Year The year the observations were made.
Poles The transect segment or subplot identifier (e.g., "14 to 15").
Number of Observations The total number of days on which the species was observed in that segment.

File: Nuolja_Annual_Species_Observations.csv
Column Name Description
Synonym Current The current accepted scientific name of the species.
Year The year the observations were made.
Poles The transect segment or subplot identifier.
Code Phenological development stage code (e.g., B1, C, K, g1).
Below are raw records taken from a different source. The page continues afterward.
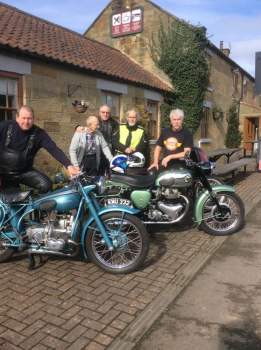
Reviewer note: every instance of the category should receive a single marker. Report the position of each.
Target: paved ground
(73, 305)
(220, 309)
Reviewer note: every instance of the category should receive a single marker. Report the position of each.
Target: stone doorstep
(141, 325)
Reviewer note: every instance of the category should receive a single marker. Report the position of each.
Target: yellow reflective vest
(136, 135)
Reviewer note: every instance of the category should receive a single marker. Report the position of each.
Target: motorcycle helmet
(119, 163)
(136, 160)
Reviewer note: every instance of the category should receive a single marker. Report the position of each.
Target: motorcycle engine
(53, 231)
(170, 206)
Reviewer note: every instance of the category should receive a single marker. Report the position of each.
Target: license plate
(117, 201)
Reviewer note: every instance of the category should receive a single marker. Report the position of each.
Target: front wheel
(130, 240)
(226, 221)
(5, 252)
(199, 188)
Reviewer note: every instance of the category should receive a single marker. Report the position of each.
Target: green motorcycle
(166, 197)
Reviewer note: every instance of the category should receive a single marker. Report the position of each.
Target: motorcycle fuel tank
(65, 199)
(178, 178)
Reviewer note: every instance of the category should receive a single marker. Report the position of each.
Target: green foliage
(180, 52)
(233, 136)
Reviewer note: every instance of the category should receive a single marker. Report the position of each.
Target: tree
(233, 135)
(180, 52)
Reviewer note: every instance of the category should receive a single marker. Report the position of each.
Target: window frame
(204, 124)
(157, 120)
(107, 92)
(18, 79)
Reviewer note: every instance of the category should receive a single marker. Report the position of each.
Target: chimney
(258, 73)
(225, 51)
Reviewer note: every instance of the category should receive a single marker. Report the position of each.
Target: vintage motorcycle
(167, 197)
(69, 221)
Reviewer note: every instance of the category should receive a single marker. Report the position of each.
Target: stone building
(228, 81)
(49, 67)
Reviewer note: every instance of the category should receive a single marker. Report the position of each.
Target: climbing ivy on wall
(179, 51)
(233, 135)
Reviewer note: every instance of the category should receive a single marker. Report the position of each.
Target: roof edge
(104, 75)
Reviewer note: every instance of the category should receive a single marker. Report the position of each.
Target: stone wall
(51, 89)
(221, 92)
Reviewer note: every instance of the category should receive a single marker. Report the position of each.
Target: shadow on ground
(237, 336)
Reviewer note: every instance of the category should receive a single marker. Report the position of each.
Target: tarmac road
(221, 308)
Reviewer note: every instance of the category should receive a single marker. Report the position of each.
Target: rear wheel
(5, 252)
(226, 221)
(130, 240)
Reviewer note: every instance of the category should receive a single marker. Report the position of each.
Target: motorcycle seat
(138, 181)
(14, 197)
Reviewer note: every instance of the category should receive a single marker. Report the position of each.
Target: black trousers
(89, 165)
(32, 178)
(104, 165)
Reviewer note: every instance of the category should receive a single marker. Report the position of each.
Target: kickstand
(32, 263)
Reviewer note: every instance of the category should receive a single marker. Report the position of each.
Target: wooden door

Number of Observations Count of how many times this code/stage was recorded for the species.

File: Nuolja_First_Last_Observation_Date.csv
Column Name Description
Synonym Current The current accepted scientific name of the species.
Year The year the observations were made.
Code Phenological development stage code (e.g., +, K, b2, ed).
Poles The transect segment or subplot identifier.
First Observation Date The earliest date that this stage was observed, formatted as YYYY-MM-DD.
Last Observation Date The latest date that this stage was observed, formatted as YYYY-MM-DD.